Headquartered in Selbyville, Delaware, is a small but mighty solar installation company. Green Street Solar, a division of hurricane shutter and retractable awnings manufacturer and installer Alutech United, only has five dedicated solar employees but still manages to consistently install 850 kW of residential and small-commercial solar each year.
Russell Pfaller, Green Street’s installation manager, helped get the company off the ground in 2008 after Alutech’s president Joe Schanz decided to enter the solar market.
“He decided he was going to start a solar division and that I was going to be the one to learn how to do it since I had electrical knowledge and some mechanical know-how,” Pfaller said. “We just started fiddling with it, and it’s grown since then.”
With only five employees (and three more shared with Alutech), Green Street Solar stays busy year-round, especially since it doesn’t turn to subcontractors.
“Consistency is good. I basically have three guys that go out and do it every day,” Pfaller said. “It’s just being able to look the same guys in the eyes every day and make sure we’re on the same page about what’s going on. That way, things don’t get lost in translation and you’re able to keep the quality up. With subcontracting, I don’t think you can have that level of security.”
Green Street primarily installs solar in its home state of Delaware, but Pfaller said its pipeline in Maryland is gaining momentum.
“We just started doing a bit more in Maryland this year for whatever reason. Maybe it’s just the urgency of the ITC,” he said.
In fact, Green Street, not unlike most residential solar installers across the country, has been encouraging solar fence-sitters to sign on for projects by educating them on the gradual stepdown of the investment tax credit starting this year.
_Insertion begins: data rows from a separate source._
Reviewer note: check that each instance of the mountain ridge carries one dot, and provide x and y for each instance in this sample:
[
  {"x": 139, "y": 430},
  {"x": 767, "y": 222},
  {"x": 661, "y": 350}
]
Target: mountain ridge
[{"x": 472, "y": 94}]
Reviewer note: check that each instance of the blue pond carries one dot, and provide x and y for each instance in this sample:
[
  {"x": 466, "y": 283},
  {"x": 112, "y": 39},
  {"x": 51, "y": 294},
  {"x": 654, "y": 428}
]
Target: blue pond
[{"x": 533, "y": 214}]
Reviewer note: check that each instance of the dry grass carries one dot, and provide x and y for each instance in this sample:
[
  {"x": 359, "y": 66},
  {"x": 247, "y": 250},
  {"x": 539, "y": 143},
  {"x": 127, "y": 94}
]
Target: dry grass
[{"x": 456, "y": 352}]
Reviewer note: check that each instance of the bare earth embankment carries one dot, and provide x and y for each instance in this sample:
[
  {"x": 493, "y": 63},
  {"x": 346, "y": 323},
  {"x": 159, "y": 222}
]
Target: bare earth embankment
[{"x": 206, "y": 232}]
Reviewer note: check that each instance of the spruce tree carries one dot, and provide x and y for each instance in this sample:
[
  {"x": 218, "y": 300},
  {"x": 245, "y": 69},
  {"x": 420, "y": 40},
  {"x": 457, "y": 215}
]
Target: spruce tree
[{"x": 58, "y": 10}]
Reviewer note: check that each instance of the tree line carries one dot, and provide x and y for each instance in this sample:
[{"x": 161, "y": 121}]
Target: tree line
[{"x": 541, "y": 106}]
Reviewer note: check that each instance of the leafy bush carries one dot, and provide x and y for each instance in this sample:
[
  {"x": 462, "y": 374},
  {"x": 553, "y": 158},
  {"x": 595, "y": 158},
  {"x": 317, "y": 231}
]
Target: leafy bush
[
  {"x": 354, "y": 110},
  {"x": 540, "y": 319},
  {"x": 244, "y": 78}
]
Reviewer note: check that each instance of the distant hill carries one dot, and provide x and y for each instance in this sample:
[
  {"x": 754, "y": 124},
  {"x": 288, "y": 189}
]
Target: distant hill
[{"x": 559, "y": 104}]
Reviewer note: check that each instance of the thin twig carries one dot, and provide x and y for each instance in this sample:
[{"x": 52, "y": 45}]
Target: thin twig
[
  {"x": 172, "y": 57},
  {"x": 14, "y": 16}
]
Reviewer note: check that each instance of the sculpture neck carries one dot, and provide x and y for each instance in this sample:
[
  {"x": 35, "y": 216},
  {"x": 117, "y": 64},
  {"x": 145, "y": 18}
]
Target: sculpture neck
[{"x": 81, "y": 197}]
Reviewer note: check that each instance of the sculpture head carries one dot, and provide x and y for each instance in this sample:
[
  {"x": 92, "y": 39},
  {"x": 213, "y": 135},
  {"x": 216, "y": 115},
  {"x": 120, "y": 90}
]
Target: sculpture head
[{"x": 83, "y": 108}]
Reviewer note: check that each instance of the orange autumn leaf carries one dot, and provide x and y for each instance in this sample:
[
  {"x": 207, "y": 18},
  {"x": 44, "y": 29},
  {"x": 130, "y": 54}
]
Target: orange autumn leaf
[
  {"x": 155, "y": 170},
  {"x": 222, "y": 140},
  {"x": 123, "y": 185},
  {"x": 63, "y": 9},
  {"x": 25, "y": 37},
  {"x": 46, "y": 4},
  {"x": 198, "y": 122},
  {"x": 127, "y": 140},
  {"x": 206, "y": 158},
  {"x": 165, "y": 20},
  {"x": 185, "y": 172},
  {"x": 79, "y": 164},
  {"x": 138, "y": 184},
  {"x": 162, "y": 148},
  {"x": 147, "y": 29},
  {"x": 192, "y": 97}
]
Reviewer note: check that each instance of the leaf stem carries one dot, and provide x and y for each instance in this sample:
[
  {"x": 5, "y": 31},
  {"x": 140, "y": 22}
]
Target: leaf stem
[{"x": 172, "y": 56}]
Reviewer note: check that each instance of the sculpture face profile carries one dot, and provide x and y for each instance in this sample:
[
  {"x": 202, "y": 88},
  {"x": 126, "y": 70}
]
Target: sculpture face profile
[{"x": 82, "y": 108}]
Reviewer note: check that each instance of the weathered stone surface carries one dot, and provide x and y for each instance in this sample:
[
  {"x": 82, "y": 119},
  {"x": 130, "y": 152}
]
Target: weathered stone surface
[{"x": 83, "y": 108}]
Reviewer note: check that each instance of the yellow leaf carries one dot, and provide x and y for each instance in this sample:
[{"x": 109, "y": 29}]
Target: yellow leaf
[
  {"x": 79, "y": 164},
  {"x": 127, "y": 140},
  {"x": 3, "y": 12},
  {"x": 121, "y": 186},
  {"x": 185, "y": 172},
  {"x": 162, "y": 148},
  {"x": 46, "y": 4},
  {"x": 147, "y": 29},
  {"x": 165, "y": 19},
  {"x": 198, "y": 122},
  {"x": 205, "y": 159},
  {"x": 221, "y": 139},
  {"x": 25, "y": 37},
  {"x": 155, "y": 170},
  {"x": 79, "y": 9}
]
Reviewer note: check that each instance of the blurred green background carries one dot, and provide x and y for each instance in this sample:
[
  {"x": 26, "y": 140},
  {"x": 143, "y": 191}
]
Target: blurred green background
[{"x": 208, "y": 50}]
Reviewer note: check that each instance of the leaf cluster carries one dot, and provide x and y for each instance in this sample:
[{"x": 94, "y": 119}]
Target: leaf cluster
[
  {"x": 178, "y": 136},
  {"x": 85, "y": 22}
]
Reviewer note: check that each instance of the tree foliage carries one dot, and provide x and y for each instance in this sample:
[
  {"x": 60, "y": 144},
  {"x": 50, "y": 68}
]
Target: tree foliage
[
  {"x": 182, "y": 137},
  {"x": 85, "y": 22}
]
“We’re not fearmongers or anything like that, but we’re trying to raise awareness that [the ITC stepdown] is going to happen,” Pfaller said. “The ITC thing does give people a sense of urgency. Some people that are on the fence, thinking, ‘Maybe I’ll kick the can down the road,’ it just gives them a kick to get moving and go ahead and do it.”
Pfaller has heard from distributors that there may be a solar panel shortage later this year, so he’s also expressing that urgency to customers. If they want certain products, they should buy now.
“The answer I get from distributors is there’s a lot of [solar panel] product being allocated to other countries that have different programs that are expiring,” he said. “It’s really foreign manufacturers, which is primarily what’s being used nowadays, whether they’re bringing as much product into the United States because of allocating it elsewhere or trying to circumvent tariffs. I can’t get product as easily or as inexpensively as I was able to last year. My panel prices have already started to creep up.”
Green Street Solar is open to other product opportunities but isn’t too keen on solar-plus-storage right now. Pfaller said the company has installed battery systems before, but the products on the market today are a bit underwhelming for their price.
“I hate to be that way, but I’m not really a big advocate of the battery system as of yet. If we can get more capacity into those units for less, or even if it’s more capacity at that same cost level, then I’ll start really considering it,” he said. “As of right now, I’m not really interested in getting into it because it’s a whole other learning curve. If I’m going to do something, I want to be good at it. I [don’t] want to do one battery system every three months and then have to relearn it every time.”
When customers ask for backup options, Pfaller said he explains capacity and cost, and many change their minds. Solar on its own is still a great option in Green Street’s coverage area.
Besides, Green Street Solar will have its hands full over the next few years installing solar systems to meet ITC qualifications. Pfaller is optimistic that an ITC extension may come before 2022 when the residential credit is set to expire completely.
“I don’t anticipate a large sales drop because it’s going from 30% to 26% or 26% to 22%. There’s going to be a sense of urgency each year because of that. Beyond that, we’ll see,” he said. “Once there’s a sense of urgency on that [political] side, then I’m optimistic that we’ll have something available for us. Hopefully it will be a smooth transition like we had back in 2016. I’m optimistic that something like that will happen again.”